Students were required to submit an essay of between 2,000 and 3,800 words for the competition, organised by the University of Cambridge’s Trinity College, with a number of topics to choose from.
Henry investigated ‘Why was the monarchy abolished and a commonwealth established in 1649?’ in which he considered the events surrounding the English Civil War that led to King Charles I being executed and Parliament entrusted with ruling the country.
He said he had become intrigued by the period, having studied the early 17th Century in A level history
“It seemed like a really fraught part of British history so really complex and interesting to tackle,” said Henry. “We’d done a lot about the background of the time, but we hadn’t got as far as the Civil War, so it was something I read about on my own.
“A lot of it was just thinking about the motivation for a commonwealth because it doesn’t necessarily follow that this would happen.
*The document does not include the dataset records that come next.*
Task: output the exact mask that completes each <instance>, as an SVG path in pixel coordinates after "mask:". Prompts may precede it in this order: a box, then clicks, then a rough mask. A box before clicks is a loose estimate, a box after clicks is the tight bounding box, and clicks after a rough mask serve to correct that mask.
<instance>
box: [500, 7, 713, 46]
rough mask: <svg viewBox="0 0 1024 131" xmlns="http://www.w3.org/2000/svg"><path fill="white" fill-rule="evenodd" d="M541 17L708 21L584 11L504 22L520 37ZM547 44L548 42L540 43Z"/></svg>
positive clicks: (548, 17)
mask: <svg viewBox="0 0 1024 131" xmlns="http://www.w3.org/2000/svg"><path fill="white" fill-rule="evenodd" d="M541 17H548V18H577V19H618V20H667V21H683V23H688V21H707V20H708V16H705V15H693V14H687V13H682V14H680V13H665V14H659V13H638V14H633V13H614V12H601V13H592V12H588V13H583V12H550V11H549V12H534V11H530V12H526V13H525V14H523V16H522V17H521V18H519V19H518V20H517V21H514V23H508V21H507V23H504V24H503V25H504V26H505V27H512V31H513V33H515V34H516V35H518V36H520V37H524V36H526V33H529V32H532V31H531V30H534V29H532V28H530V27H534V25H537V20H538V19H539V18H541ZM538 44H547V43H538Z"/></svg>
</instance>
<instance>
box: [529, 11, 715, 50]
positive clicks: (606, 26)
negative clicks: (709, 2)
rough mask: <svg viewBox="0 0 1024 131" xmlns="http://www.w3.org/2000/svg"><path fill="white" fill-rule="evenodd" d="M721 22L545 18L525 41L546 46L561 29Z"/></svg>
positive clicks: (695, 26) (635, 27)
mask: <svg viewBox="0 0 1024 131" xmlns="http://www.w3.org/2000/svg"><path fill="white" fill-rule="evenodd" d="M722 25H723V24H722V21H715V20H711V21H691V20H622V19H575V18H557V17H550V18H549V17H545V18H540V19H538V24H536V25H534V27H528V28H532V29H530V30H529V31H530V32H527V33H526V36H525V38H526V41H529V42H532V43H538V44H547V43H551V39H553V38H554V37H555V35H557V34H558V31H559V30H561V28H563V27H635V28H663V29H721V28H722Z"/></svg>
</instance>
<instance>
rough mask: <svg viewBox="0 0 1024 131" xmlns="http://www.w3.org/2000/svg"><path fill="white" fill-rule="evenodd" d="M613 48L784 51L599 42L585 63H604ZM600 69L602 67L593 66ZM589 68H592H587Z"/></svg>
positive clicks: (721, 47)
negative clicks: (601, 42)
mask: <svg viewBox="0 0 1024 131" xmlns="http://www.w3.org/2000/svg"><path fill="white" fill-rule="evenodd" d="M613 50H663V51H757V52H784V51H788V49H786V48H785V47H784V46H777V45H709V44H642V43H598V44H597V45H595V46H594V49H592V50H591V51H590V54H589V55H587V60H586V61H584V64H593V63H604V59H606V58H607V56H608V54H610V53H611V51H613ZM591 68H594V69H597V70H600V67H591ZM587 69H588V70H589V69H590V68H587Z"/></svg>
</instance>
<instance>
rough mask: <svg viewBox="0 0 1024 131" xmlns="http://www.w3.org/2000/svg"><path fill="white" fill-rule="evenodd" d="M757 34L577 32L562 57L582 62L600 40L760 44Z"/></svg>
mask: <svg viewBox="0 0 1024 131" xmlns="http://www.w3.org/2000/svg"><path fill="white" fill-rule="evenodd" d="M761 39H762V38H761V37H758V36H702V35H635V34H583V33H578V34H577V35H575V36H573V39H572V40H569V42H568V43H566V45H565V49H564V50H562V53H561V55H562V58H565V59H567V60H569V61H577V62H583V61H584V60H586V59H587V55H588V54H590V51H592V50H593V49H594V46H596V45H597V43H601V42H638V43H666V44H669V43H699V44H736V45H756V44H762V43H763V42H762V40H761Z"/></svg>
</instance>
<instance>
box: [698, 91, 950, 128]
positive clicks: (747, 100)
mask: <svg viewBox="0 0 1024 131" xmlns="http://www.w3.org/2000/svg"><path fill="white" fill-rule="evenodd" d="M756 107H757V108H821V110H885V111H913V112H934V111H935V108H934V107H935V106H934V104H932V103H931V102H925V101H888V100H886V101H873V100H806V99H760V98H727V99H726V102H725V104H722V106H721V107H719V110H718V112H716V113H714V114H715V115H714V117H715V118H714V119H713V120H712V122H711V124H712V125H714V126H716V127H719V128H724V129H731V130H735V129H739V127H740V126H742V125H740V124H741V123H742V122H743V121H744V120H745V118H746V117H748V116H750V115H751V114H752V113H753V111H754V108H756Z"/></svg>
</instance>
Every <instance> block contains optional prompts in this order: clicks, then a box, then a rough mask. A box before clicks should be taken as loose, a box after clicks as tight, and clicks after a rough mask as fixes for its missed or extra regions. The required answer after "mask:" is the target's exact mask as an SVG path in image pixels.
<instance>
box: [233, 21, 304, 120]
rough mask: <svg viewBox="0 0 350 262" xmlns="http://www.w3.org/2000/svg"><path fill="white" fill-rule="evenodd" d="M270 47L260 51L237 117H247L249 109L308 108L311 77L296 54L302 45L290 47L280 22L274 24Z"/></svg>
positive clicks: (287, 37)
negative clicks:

There are historians who have talked about not having a commonwealth, but of Charles’ youngest son Henry being put in as a figurehead while Oliver Cromwell and the Army ran the show behind the scenes.
“However, having looked at a lot of Cromwell’s actions, I didn’t think that was a convincing explanation because it doesn’t look as if there had been any serious attempt to do that despite assertions that they did.”
Henry, who aims to study history at university, said the more research he did, the more fascinating he found the period.
He said: “There was lots of fragmentation and political manoeuvring which gets forgotten about, but it was really important in terms of what came next with forming the commonwealth.
“I was happy with my piece of writing, but I didn’t expect anything to come from it, so it was very nice to find I’d been highly commended.”